The motion for summary adjudication of the claim for punitive damages is
DENIED.
F. Individual Defendants
Defendants Timms and Gardener assert that the
first cause of action for violation of Labor Code § 1102.5, the second for
violation of Labor Code § 6310, the third for violation of Labor Code § 6311,
the fourth for violation of Health & Safety Code § 1278.5, and the seventh
for PAGA violations cannot be asserted against individuals.
The plain language of Labor Code §§ 1102.5
and 6310 allow for liability against individuals by prohibiting persons acting
on behalf of an employer from retaliating against an employee. Defendants do
not dispute this but instead essentially argue the Court should not follow the
statutes because individual liability would be unfair. The motion cannot be
granted on this basis.
Labor Code § 6311 does not state whether an
individual may be held liable, instead stating only that “an employee” may not
be discharged for refusing work that would violate safety standards. The
statute does not prohibit individual liability as a matter of law.
Health & Safety Code § 1278.5 prohibits
“a health facility” from retaliating against an employee for complaining about
health and safety standards. Subsection 1278.5(i) defines “health facility” as
“the facility's administrative personnel, employees, boards, and committees of
the board, and medical staff.” The statute again explicitly provides for
individual liability.
Defendants assert the seventh cause of action
for PAGA violations fails against them because the first through fourth causes
of action do not allow for individual liability. As stated, this is incorrect.

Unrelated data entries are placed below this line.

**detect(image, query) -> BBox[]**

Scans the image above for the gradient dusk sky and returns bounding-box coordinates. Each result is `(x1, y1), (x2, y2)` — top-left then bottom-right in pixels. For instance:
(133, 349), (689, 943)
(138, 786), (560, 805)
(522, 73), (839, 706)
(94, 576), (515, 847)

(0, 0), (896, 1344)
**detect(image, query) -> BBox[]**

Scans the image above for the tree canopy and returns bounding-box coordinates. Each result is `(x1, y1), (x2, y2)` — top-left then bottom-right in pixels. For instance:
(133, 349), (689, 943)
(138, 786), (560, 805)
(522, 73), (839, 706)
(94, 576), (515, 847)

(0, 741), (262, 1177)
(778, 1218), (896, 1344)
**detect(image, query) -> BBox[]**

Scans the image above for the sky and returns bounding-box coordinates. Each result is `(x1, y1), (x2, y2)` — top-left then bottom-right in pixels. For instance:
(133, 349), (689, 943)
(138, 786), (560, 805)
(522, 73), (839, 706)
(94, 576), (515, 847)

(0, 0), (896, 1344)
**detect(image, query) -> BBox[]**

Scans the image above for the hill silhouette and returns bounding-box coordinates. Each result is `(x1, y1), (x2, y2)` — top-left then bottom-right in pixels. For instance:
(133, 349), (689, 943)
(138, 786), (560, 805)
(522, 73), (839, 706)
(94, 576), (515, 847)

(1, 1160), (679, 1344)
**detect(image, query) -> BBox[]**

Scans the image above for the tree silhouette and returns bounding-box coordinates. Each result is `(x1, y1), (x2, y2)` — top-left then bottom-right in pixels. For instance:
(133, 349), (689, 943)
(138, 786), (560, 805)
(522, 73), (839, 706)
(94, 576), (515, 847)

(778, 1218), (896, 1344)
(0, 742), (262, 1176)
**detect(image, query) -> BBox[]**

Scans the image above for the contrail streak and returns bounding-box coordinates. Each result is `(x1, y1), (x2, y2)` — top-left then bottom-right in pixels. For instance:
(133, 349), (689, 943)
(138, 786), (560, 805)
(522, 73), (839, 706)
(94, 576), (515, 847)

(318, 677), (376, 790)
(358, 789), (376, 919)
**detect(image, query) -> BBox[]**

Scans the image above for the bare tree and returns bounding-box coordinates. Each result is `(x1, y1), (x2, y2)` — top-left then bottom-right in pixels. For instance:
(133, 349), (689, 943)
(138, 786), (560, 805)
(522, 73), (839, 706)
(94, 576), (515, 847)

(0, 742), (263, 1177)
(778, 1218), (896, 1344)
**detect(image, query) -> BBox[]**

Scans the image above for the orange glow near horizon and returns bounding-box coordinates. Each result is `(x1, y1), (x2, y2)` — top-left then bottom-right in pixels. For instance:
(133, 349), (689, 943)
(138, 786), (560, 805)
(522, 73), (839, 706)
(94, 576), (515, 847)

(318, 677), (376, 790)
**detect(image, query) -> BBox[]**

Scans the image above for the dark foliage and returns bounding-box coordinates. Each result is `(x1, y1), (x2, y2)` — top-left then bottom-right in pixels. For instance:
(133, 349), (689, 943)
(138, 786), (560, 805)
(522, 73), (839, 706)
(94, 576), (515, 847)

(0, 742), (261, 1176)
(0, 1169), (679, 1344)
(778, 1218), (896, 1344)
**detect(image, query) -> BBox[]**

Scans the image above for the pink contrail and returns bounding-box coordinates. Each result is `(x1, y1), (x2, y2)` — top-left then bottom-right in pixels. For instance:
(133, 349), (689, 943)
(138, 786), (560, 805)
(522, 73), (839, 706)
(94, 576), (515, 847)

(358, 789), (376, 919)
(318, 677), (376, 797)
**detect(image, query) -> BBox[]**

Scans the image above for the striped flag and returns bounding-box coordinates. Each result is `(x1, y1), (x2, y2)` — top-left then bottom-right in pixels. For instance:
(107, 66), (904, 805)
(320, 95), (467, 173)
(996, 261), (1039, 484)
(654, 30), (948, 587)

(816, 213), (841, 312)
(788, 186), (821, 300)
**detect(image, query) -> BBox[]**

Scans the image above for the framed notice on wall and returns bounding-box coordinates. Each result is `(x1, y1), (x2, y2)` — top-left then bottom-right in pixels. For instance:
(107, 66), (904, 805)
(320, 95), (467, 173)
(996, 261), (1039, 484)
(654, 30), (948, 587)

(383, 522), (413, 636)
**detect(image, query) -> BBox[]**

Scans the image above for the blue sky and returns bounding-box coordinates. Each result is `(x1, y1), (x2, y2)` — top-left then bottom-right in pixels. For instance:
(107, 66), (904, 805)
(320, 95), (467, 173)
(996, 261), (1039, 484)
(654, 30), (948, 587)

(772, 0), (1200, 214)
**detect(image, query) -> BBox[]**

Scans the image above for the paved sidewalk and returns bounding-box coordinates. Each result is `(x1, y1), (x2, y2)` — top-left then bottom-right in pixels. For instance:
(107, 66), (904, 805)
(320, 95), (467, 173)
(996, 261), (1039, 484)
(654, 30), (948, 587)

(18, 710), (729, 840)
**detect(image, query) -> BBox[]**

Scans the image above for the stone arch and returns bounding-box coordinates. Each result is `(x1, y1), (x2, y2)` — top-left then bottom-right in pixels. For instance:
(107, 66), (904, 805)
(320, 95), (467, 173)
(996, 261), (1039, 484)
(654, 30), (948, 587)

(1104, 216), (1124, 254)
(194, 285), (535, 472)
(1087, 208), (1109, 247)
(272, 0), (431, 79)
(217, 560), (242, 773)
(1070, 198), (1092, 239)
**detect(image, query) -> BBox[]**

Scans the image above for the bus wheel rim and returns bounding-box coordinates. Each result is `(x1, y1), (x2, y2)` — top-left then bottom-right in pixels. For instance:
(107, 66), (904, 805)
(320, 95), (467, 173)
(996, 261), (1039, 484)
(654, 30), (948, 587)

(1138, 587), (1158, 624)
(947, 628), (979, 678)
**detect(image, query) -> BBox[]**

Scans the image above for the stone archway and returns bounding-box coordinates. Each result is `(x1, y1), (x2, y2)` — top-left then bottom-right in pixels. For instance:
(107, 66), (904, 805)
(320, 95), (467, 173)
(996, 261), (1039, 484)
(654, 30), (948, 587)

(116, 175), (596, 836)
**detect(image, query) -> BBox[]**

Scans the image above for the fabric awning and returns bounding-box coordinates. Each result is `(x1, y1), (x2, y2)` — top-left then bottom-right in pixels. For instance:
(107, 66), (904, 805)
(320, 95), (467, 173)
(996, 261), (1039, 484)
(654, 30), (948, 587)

Defendants Timm and Gardener’s motion for
summary adjudication is DENIED.
G. Defendants
HCA Healthcare, Inc., HCA Human Resources, LLC, CHC Payroll Agent, Inc., Los
Robles Regional Medical Center
Defendants
HCA Healthcare, Inc., HCA Human Resources, LLC, CHC Payroll Agent, Inc., Los
Robles Regional Medical Center move for summary adjudication of Plaintiff’s
claims against them on the ground that they were not Plaintiff’s employer.
Defendants
assert HCA Healthcare, Inc., HCA Human Resources LLC, CHC Payroll Agent, Inc.,
and Los Robles Regional Medical Center did not hire Plaintiff, pay Plaintiff’s
wages, supervise Plaintiff’s work, provide Plaintiff performance evaluations,
train Plaintiff, or maintain Plaintiff’s personnel records. Defendants
represent that only West Hills Hospital hired Plaintiff, paid his wages, and
was listed on his W-2 statements and paystubs as his employer.
In
opposition, Plaintiff argues that Defendants are part of an integrated
enterprise and are Plaintiff’s joint employers. Plaintiff presents evidence
showing HCA Healthcare Inc, HCA Human Resources Group LLC, CHC Payroll Agent,
Inc, and Los Robles Regional Medical Center all retained significant control
over Plaintiff as an RN at its facility, West Hills Hospital. Specifically,
Plaintiff shows that employees from HCA Healthcare Inc, HCA Human Resources
Group LLC and Los Robles Regional Medical Center participated in the
termination decision and that CHC Payroll Agent, Inc. issued his paychecks.
This is sufficient to create a triable issue of fact as to whether these
entities were Plaintiff’s employers.
Defendants
HCA Healthcare, Inc., HCA Human Resources, LLC, CHC Payroll Agent, Inc., Los
Robles Regional Medical Center’s motion for summary adjudication is DENIED.